Sékou Mohamed Sylla, directeur exécutif de l’ANLC, Agence nationale de lutte contre la corruption (agence gouvernementale), explique que c’est l’application de la loi qui pose problème. Sinon, rappelle-t-il, en 2018, le gouvernement guinéen avait publié le même communiqué. «Il faut appliquer la loi, c’est tout», assène-t-il.
Incompétente ou corrompue ?
Dans les deux pays, les médias dénoncent régulièrement le racket, les citoyens aussi. La justice ne réagit pas pour autant. Aucun procureur de Conakry n’a donné suite à nos demandes d’interview sur le mutisme de l’appareil judiciaire. L’un d’eux a dit tout de même : «C’est difficile pour la justice». Pourquoi ? Il ne le dira pas.
Un juge guinéen a lui accepté de donner quelques explications, à titre informel : «Il faut des gens pour arrêter la corruption. Mais le système est enraciné au point que ceux qui luttent contre la corruption se prêtent à la pratique.
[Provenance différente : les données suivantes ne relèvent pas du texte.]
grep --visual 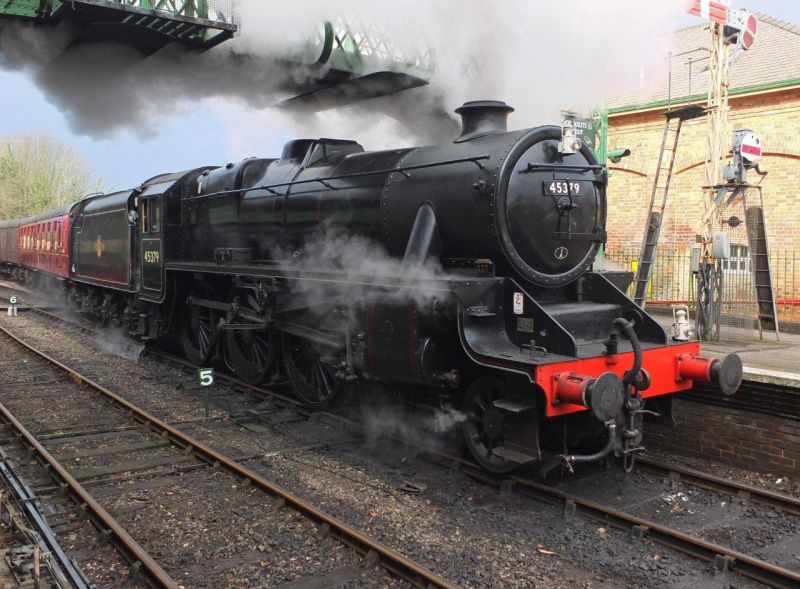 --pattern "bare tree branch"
[0,133,102,219]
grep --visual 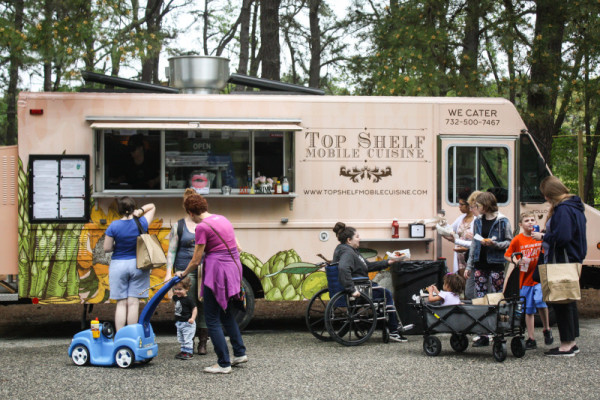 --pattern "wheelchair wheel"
[304,288,331,342]
[492,340,507,362]
[510,336,525,358]
[325,292,377,346]
[450,333,469,353]
[423,336,442,357]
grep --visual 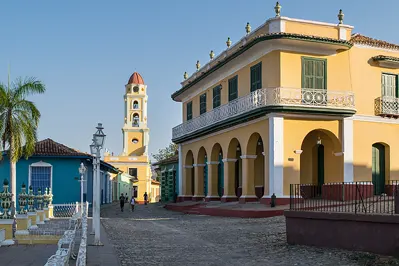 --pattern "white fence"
[45,202,89,266]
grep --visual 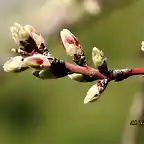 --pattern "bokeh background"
[0,0,144,144]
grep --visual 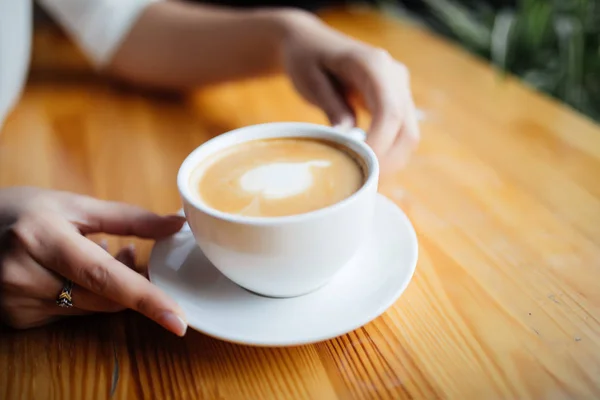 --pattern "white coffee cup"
[177,122,379,297]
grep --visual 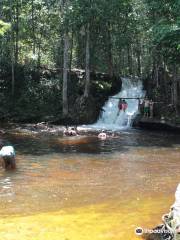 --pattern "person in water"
[64,127,77,137]
[98,132,107,140]
[0,146,16,169]
[118,98,123,112]
[122,100,128,112]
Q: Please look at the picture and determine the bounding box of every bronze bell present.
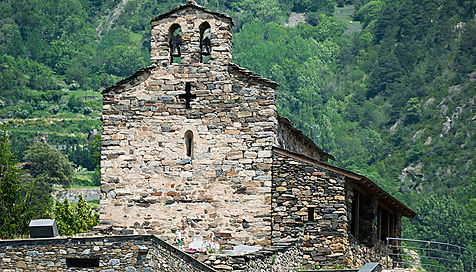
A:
[200,37,212,56]
[170,35,182,57]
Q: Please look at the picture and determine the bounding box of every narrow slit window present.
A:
[66,258,99,267]
[200,22,212,63]
[307,207,315,222]
[185,130,193,157]
[169,24,182,63]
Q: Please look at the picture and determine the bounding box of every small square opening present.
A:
[307,207,314,222]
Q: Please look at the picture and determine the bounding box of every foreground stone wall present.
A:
[272,150,349,268]
[0,235,215,272]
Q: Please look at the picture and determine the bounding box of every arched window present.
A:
[185,130,193,157]
[169,24,182,63]
[200,22,212,63]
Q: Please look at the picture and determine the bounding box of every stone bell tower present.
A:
[151,2,233,67]
[101,2,278,245]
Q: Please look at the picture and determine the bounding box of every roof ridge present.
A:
[228,62,279,87]
[150,1,233,26]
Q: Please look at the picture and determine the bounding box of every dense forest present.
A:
[0,0,476,252]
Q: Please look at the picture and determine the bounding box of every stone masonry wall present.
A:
[0,235,215,272]
[100,5,277,246]
[272,150,349,268]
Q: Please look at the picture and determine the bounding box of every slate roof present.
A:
[228,63,279,88]
[273,147,417,218]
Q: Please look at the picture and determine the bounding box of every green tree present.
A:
[0,128,50,239]
[54,195,99,236]
[404,195,475,247]
[24,143,74,193]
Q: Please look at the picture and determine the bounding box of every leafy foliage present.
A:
[0,128,50,239]
[24,143,74,193]
[0,0,476,252]
[54,195,99,236]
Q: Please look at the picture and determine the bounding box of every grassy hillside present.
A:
[0,0,476,252]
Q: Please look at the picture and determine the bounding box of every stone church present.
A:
[100,2,416,265]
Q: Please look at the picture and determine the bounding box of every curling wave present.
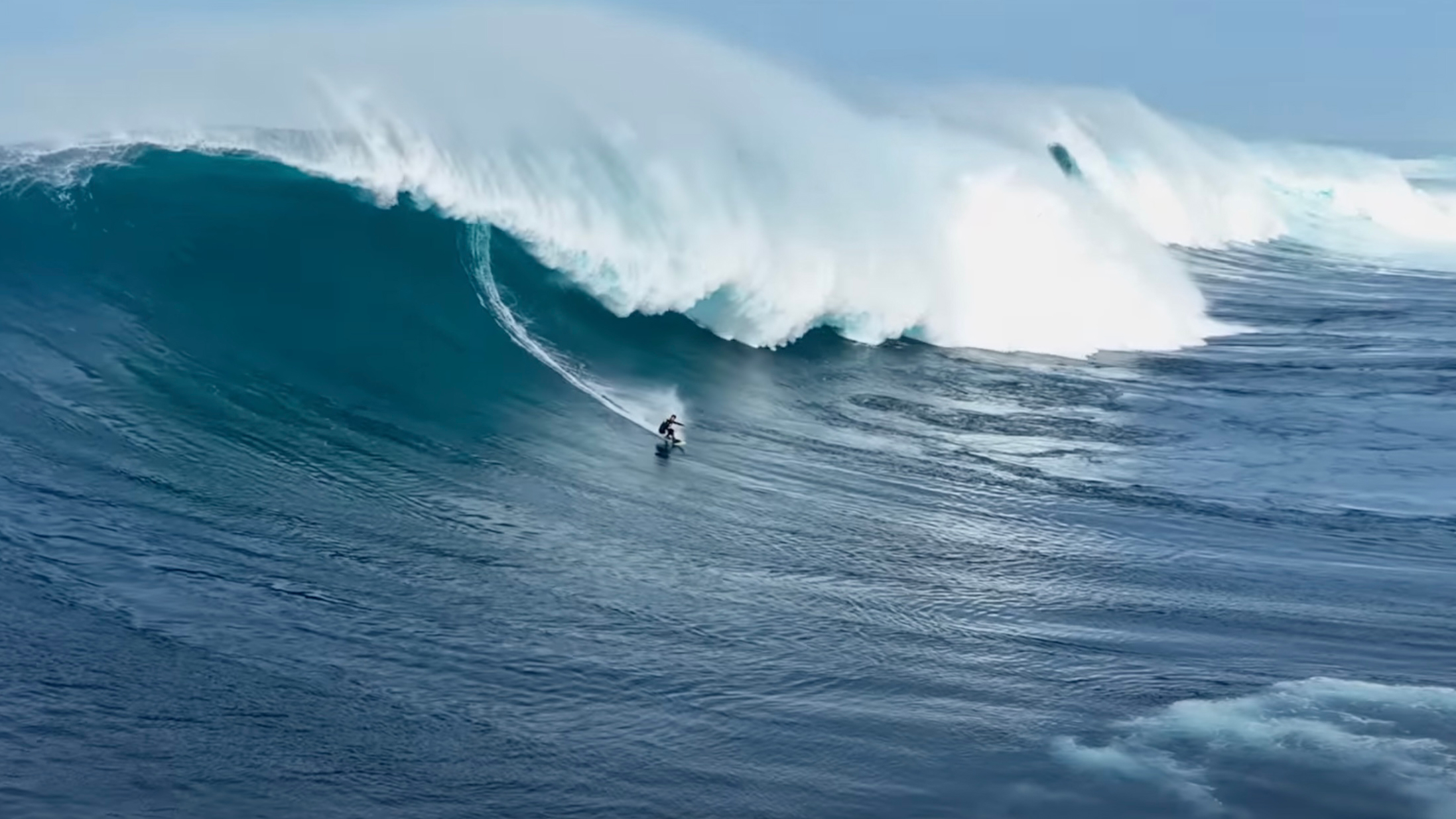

C’est difficile». Selon le juge, pour réprimer un fait, il faut des acteurs. A leurs côtés, des lanceurs d’alerte comme les médias. Même alerté, si les organes de répression n’ont pas «la main mise (connaissance de la chose) et la main libre (pas d’obstacles politiques), ce sera difficile».
Cette théorie est corroborée par Dr Aliou Barry, Directeur général de Stat view international, expert en gouvernance, représentant de Afrobaromètre en Guinée, pour qui, l’appareil judiciaire doit être soutenu. «Je ne pense pas qu’il y ait de juges compétents en matière de lutte contre la corruption. Il faut les former. Le secteur judiciaire n’a pas assez de moyens».
Pour lutter contre la corruption, il faut la prévention, la sensibilisation, l’éducation civique, dit-il. Monsieur Barry préconise même l’introduction dans le cursus scolaire ou universitaire des cours d’éthique ou de morale. Il estime qu’il n’y a pas aussi suffisamment de sensibilisation sur la corruption. Certains citoyens, selon lui, sont tellement habitués à payer, qu’ils oublient qu’ils contribuent à asseoir une culture de la corruption.
Société civile inefficace
Dans les pays démocratiques, la société civile éduque les citoyens à la bonne gouvernance. En Afrique subsaharienne, elle peine à exister. Dansa Kourouma, président du Conseil national des organisations de la société civile guinéenne, soutient que le contrôle de masque est devenu une occasion pour les forces de sécurité de rançonner les citoyens. «Il y a une multiplication des barrages», regrette-t-il. Pour lui, si les citoyens payent, c’est parce qu’ils ne sont pas informés que c’est de la corruption. «La population est vulnérable à la corruption, elle n’est pas informée».
En Côte d’Ivoire, le président de la Ligue africaine de lutte contre la corruption (Alaco), Alex Nzi Moro Nicaise, trouve que le racket gangrène l’économie, impacte négativement le développement du pays dans la mesure où ce sont des dépenses d’investissement sans reçu : «Ce sont des millions de FCFA qui passent dans les poches des treillis sans traces avec ces centaines de camions qui traversent les corridors au quotidien. Ces passe-droits ne profitent qu’aux forces de l’ordre».
En ces temps de Covid-19, si la pandémie a cloué nombre de secteurs économiques, envoyé des milliers de personnes au chômage, elle a servi à remplir les poches de certaines personnes. Impunément.